We rely on an external health checking service; but it can take time to get the phone call, get out of bed, restart the web server and fix the problem — the whole time your client is seeing a 500 error message or getting nothing at all. The best solution is to stop answering pings when any of the above situations happens or when the database goes down or when your app starts spewing errors.

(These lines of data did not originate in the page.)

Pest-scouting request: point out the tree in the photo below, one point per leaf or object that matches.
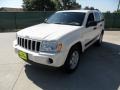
(118, 11)
(38, 5)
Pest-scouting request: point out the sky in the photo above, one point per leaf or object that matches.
(103, 5)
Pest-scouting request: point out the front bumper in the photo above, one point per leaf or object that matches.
(43, 58)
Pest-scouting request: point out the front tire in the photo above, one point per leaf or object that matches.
(72, 60)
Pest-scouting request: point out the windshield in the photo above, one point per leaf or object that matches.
(67, 18)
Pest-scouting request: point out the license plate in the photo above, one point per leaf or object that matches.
(23, 55)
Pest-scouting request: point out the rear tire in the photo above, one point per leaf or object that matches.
(72, 60)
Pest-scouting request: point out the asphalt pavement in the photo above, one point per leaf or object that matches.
(99, 68)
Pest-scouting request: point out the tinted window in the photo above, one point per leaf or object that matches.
(97, 16)
(67, 18)
(90, 18)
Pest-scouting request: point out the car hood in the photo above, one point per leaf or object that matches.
(47, 31)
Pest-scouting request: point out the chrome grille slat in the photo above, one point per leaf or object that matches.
(29, 44)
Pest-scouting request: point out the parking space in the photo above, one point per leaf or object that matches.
(99, 68)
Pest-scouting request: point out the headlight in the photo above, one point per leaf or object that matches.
(50, 46)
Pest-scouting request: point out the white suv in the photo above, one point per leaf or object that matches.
(60, 40)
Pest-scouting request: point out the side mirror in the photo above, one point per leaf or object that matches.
(91, 23)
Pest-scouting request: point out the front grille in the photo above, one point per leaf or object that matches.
(29, 44)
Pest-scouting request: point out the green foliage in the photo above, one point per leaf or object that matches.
(118, 11)
(38, 5)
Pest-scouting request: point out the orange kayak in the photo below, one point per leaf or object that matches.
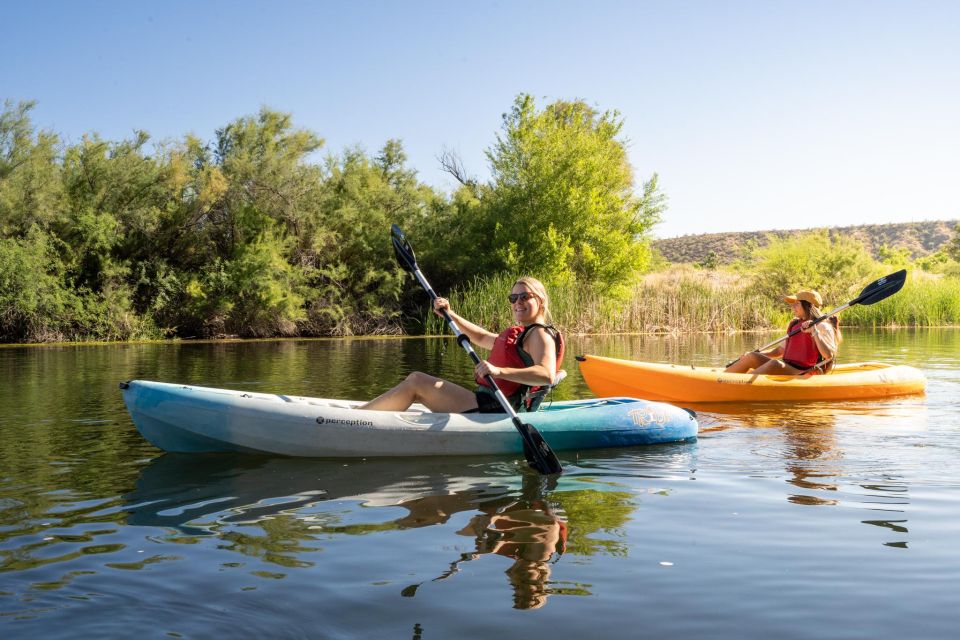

The quicker the server stops answering pings, the quicker the load balancer will redirect traffic to the next server, then the next, then eventually a nice, clean error page until we get the problem fixed.

Scripts

I've written three scripts in bash which accomplish this on later versions of Ubuntu (I believe > version 7 or whenever the Ubuntu Firewall was introduced). The first two: block-pings and allow-pings do just what they say. The third, www-check, attempts to connect to its own web server and scans for a string of your choice. If it finds it, it executes allow-pings. If it cant connect, or it doesnt find the string, it calls block-pings. Here are the first two scripts, tested in Ubuntu 10.04:

block-pings


#!/usr/bin/env bash

if [ ! $('whoami') = 'root' ]; then
    echo "This script must be run by root."
    exit 1
fi

UFW_BEFORE_RULES="/etc/ufw/before.rules"

/bin/grep "icmp-type echo-request -j ACCEPT" $UFW_BEFORE_RULES > /dev/null 2>&1
if [ $? -ne 0 ]; then
    exit 0
fi

/bin/sed -r -i "s/(icmp-type echo-request -j) ACCEPT\\s*$/\1 DROP/" $UFW_BEFORE_RULES 2>/dev/null
if [ $? -ne 0 ]; then
    echo "Failed to update $UFW_BEFORE_RULES."
    exit 1
fi

/etc/init.d/ufw restart > /dev/null 2>&1
if [ $? -ne 0 ]; then
    echo "Failed to restart ufw."
    exit 1
fi

echo "ICMP ping requests are now being blocked."

exit 0

allow-pings


#!/usr/bin/env bash

if [ ! $('whoami') = 'root' ]; then
    echo "This script must be run by root."
    exit 1
fi

UFW_BEFORE_RULES="/etc/ufw/before.rules"

/bin/grep "icmp-type echo-request -j DROP" $UFW_BEFORE_RULES > /dev/null 2>&1
if [ $? -ne 0 ]; then
    exit 0
fi

/bin/sed -r -i "s/(icmp-type echo-request -j) DROP\\s*$/\1 ACCEPT/" $UFW_BEFORE_RULES 2>/dev/null
if [ $? -ne 0 ]; then
    echo "Failed to update $UFW_BEFORE_RULES."
    exit 1
fi

/etc/init.d/ufw restart > /dev/null 2>&1
if [ $? -ne 0 ]; then
    echo "Failed to restart ufw."
    exit 1
fi

echo "ICMP ping requests are now allowed."

exit 0

www-check


#/usr/bin/env bash

TMP_FILE="/tmp/www-check.tmp"

if [ $# -ne 3 ]; then
    echo "Syntax: www-check [url] [string to check] (ping|yell|exit)"
    exit 1
fi

/bin/touch $TMP_FILE
/usr/bin/wget -T 4 -O - "$1" > $TMP_FILE 2>/dev/null
/bin/grep "$2" $TMP_FILE >/dev/null 2>&1

if [ $? -ne 0 ]; then
    case "$3" in
        ping)
            /usr/local/bin/block-pings;
            exit $?;
        ;;
        yell)
            /bin/echo "$1 is DOWN.";
            exit 1;
        ;;
        *)
            exit 1;
        ;;
    esac
else
    case "$3" in
        ping)
            /usr/local/bin/allow-pings;
            exit $?;
        ;;
        yell)
            /bin/echo "$1 is UP.';
            exit 0;
        ;;
        *)
            exit 0;
        ;;
    esac
fi

Installation

Now, either run www-check in a looping script or install it in the crontab like so:


* * * * * /usr/local/bin/www-check “http://www.mywebsite.com” “Welcome to my Site” ping

Every minute, the server will health check itself and block pings if the test string isnt found, an HTTP connection cant be made, or if the request times out. When the server comes back online, it answers the pings again!